Clique na imagem para visualizar em tela cheia ou clique aqui para visualização 360º.
Fichas técnicas: Sem título, Leandra Espírito Santo, 2019. Instalação, 104 cabeças de gesso feitas a partir de molde do rosto, distribuição em grade, 3,5 m X 3 m, Residência Pivô̂ Pesquisa, São Paulo. Sem título - Série Processos, Jussara Marangoni, 2018. Técnica mista s/papel - 19,5 x 23cm. Retroceder, Élcio Miazaki, 2020. Vídeo (2’56’’). https://vimeo.com/441835472 Sem título – Série raiz.veia.afluente, Jussara Marangoni, 2019. Aquarela s/ papel, aquarela s/ parede, fotografia. dimensão variável. Crisálida, Ana Luísa Santos, 2012. Foto performance. Espelho, Marina Weffort, 2014. Tecido desfiado e alfinetes. 183 x 113 x 9 cm. Coito Solar, Lume Ero, 2015. Fotografia – (30x42cm) Despertar, Jacke Batista, 2020. Fotografia. Onirical Reflections, Anaísa Franco, 2012. Instalação, caixa de madeira, computador, espelho, software específico, Kinect.
Casa Corpo, Corpo Ninho
por Julia Zanon
As obras pretendem materializar conceitos relacionados a Casa Corpo, Corpo Ninho propondo um percurso que se inicia no cenário hostil e alienado contemporâneo, passa por diferentes espaços de reflexão sobre o corpo, o tempo e a memória e termina com o despertar do corpo sensibilizado por sua (re)tomada de consciência.
Na obra Sem título (2019), Leandra Espírito Santo apresenta uma instalação composta por 104 cabeças de gesso feitas a partir do molde de seu próprio rosto e distribuídas no chão em grade. Ao fazer uma produção em série de si mesma, Leandra está falando do desaparecimento da subjetividade. Em um cenário de intolerância às existências plurais, cada vez mais os valores, imagens e padrões a serem seguidos são agressivamente impostos e as especificidades condenadas pelo modelo de sociedade vigente. Esse trabalho foi apresentado em sua exposição individual “Só existo em terceira pessoa” (2019). Esse título é capaz de sintetizar a sua obra: se só existo em terceira pessoa, estou distante da minha primeira pessoa – o próprio eu.
A obra Sem título (2018), retirada da série Processos de Jussara Marangoni apresenta uma página de livro, trabalhada em técnicas mistas sobre papel, onde ela “molda” e estrutura o texto de acordo com seu interesse. Aqui, tem-se a questão: “Quem é?” e logo em seguida as respostas: “– Eu sou aquele que é. – Eu sou aquele que existe. – ... E estou vendo o que será.” Essa obra foi escolhida para provocar o observador de forma que ele comece a refletir principalmente sobre as respostas apresentadas: quem é esse eu? Quem já foi esse eu? O mesmo? O que mudou? Aqui, pretende-se estimular o observador a colocar o seu eu como intérprete ativo das obras.
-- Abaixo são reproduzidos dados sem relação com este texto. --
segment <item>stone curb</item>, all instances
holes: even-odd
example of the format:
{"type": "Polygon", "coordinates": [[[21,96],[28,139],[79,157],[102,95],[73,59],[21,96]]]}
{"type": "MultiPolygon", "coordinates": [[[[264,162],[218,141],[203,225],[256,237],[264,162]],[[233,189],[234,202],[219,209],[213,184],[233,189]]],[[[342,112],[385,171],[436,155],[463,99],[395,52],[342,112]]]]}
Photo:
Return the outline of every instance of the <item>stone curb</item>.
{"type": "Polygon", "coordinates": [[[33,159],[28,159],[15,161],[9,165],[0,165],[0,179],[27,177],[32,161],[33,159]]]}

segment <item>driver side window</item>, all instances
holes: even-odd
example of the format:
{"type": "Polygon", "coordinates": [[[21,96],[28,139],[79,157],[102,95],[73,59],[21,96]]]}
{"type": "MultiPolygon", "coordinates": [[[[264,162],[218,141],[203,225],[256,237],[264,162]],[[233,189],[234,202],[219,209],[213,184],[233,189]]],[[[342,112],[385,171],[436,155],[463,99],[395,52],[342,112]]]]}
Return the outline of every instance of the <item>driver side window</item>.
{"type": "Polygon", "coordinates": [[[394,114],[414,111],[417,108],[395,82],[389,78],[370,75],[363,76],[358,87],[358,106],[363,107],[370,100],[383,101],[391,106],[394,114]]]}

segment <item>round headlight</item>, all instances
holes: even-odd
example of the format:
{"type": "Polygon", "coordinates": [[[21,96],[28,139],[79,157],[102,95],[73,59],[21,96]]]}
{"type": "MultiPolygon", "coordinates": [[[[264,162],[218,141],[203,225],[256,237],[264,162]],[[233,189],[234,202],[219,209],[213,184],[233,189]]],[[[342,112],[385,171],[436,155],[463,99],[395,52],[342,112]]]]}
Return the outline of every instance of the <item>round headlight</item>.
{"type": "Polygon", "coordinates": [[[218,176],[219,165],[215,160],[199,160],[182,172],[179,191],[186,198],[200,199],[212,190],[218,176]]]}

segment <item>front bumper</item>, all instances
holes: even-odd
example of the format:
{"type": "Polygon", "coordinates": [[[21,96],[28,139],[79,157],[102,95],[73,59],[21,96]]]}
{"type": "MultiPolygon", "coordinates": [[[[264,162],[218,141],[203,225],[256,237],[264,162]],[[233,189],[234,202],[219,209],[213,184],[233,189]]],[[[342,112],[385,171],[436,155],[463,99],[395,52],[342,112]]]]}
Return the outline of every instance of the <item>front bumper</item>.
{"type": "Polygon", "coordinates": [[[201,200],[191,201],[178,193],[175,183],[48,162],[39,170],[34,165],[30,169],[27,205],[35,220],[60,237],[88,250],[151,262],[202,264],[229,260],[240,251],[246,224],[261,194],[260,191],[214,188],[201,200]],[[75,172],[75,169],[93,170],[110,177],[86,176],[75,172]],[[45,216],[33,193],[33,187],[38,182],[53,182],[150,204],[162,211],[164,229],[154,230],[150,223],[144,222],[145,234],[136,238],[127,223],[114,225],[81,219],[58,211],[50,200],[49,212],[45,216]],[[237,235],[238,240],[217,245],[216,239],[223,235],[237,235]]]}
Élcio Miazaki cria então em Retroceder (2020) um relógio com mecanismo em sentido anti-horário. Apresentado em vídeo, o aparato funciona normalmente, mas ao contrário, como se refletido em um espelho dando a impressão de que está se voltando ao passado, questionando a própria dimensão do tempo. Curiosamente, o relógio marca as horas corretas, então logicamente continua-se a observar o tempo presente, entretanto essa reflexão se direciona para que tempo? Questiono o agora com um afastamento de uma lógica objetiva: no devaneio não há barreira temporal pois ele nos liberta da função do real.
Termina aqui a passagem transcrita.